Dalam perkara nomor 0067/Pdt.P/2012/PA.Pasuruan, pemohon yang mengajukan
dispensasi kawin adalah anak dibawah umur, pemohon merupakan pemuda yang berumur 17
tahun 3 bulan, dan calon istrinya adalah perempuan yang berumur 16 tahun. Dalam
mengajukan dispensasi kawin pemohon mengajukan atas dirinya sendiri. Dalam kasus ini
apakah hakim nantinya dalam pertimbangan menetapkan dispensasi kawin mereka
berdasarkan keterangan dari orangtuanya terlebih dahulu atau tidak.
Selain itu, memang jika dilihat dari Undang-Undang nomor 1 Tahun 1974 tentang
Perkawinan, prosedur yang ada pada Buku II Pedoman Pelaksanaan Tugas dan Administrasi
Pengadilan Agama mengenai dispensasi kawin tidak sesuai, namun bagaimana jika dilihat
dari sudut pandang maslahah. Oleh karena itu penelitian ini menliti tentang bagaimana jika
dispensasi kawin itu diajukan sendiri oleh anak dibawah umur, bagaimana proses acaranya
dan bagaimana tinjauan maslahahnya.
Proses Pemberian Dispensasi Kawin Oleh Anak Sendiri Dan Pertimbangan Hakim PA
Pasuruan Dalam Menangani Perkara Nomor 0067/Pdt.P/2012/PA.Pas.
Data primer dari penelitian ini adalah hasil lapangan yang berupa wawancara
terhadap hakim Pengadilan Agama Pasuruan.
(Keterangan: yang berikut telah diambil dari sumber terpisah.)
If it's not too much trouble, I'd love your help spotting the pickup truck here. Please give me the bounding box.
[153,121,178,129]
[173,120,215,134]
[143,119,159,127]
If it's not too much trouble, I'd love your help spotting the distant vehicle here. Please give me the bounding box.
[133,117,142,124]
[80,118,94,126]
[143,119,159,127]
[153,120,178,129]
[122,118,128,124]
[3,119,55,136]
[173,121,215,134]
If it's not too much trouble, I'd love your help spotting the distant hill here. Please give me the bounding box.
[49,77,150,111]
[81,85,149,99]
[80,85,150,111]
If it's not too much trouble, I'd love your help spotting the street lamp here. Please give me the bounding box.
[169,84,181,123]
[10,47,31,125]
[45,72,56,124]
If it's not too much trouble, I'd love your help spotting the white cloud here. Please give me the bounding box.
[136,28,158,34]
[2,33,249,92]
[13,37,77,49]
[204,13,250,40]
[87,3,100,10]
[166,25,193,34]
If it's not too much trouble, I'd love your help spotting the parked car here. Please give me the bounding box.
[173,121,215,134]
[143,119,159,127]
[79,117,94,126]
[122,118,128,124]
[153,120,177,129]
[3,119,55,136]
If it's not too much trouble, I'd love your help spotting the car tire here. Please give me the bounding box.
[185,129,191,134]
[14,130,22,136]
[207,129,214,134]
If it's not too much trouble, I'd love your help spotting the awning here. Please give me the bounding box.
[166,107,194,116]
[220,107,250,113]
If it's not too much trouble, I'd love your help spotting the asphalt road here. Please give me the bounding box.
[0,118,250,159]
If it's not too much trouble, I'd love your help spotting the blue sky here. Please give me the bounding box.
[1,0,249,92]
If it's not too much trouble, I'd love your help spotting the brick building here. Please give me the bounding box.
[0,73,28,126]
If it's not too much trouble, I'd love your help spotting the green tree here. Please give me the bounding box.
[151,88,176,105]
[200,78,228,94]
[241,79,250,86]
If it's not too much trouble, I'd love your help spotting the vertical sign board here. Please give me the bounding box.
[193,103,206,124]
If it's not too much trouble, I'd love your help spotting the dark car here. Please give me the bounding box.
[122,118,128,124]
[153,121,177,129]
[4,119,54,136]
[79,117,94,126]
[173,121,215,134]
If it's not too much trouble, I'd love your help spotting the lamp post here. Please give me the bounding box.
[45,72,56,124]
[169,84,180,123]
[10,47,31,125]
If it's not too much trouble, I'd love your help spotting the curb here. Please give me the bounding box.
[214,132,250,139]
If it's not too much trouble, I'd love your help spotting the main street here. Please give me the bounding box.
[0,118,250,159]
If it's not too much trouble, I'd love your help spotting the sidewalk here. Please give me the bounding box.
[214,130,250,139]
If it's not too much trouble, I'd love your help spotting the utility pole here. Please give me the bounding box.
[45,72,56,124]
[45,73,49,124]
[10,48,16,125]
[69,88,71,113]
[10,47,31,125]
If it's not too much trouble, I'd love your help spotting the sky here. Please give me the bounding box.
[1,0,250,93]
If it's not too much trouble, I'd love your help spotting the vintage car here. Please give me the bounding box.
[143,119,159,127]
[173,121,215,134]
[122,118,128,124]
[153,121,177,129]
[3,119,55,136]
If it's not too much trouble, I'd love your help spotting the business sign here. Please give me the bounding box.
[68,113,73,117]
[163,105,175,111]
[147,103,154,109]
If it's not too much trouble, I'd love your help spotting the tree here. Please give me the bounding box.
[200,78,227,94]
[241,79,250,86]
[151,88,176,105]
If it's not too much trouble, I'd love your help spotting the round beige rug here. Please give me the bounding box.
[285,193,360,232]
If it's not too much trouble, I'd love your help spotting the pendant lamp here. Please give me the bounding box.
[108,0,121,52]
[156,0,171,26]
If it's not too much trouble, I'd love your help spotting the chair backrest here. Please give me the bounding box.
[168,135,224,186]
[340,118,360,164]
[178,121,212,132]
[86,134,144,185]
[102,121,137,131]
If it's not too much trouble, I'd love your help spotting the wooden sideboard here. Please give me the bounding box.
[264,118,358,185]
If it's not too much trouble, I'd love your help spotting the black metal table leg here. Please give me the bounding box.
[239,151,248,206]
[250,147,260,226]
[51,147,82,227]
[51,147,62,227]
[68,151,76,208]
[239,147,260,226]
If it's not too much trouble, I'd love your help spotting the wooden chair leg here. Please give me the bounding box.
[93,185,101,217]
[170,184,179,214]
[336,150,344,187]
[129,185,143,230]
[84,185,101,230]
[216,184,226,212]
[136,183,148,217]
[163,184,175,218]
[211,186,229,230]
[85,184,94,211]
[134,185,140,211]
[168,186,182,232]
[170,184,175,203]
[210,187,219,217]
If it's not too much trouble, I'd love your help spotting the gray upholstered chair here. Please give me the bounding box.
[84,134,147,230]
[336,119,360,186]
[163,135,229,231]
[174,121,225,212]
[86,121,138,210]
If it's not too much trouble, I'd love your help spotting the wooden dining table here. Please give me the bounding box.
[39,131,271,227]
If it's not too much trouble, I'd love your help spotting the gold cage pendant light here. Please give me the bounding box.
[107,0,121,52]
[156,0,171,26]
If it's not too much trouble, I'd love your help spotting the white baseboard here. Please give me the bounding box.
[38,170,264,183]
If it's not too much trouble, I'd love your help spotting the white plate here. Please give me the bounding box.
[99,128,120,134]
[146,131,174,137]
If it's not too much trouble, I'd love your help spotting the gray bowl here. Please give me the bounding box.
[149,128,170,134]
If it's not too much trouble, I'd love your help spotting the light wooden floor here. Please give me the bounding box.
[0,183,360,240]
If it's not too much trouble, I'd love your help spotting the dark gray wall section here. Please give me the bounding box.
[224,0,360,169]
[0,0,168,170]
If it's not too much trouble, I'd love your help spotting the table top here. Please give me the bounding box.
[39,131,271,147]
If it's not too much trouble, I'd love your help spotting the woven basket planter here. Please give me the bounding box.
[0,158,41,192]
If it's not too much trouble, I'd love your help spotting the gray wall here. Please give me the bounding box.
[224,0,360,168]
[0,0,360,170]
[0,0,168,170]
Wawancara diajukan kepada 3 narasumber,
dua diantaranya merupakan majelis hakim yang menetapkan perkara Nomor
0067/Pdt.P/2012/PA.Pas, adalah Drs. H. Abdul Kholik dan Slamet, S.Ag, SH. Yang
merupakan hakim anggota dalam sidang penetapan perkara Nomor 0067/Pdt.P/2012/PA.Pas.
Sebenarnya dalam satu majelis terdapat tiga hakim yang menjadi ketua majelis dan dua
hakim anggota. Disini peneliti tidak dapat mewawancarai Drs. Zainal Arifin, MH. selaku
ketua majelis dikarenakan beliau sudah tidak bertugas lagi di Pengadilan Agama Pasuruan.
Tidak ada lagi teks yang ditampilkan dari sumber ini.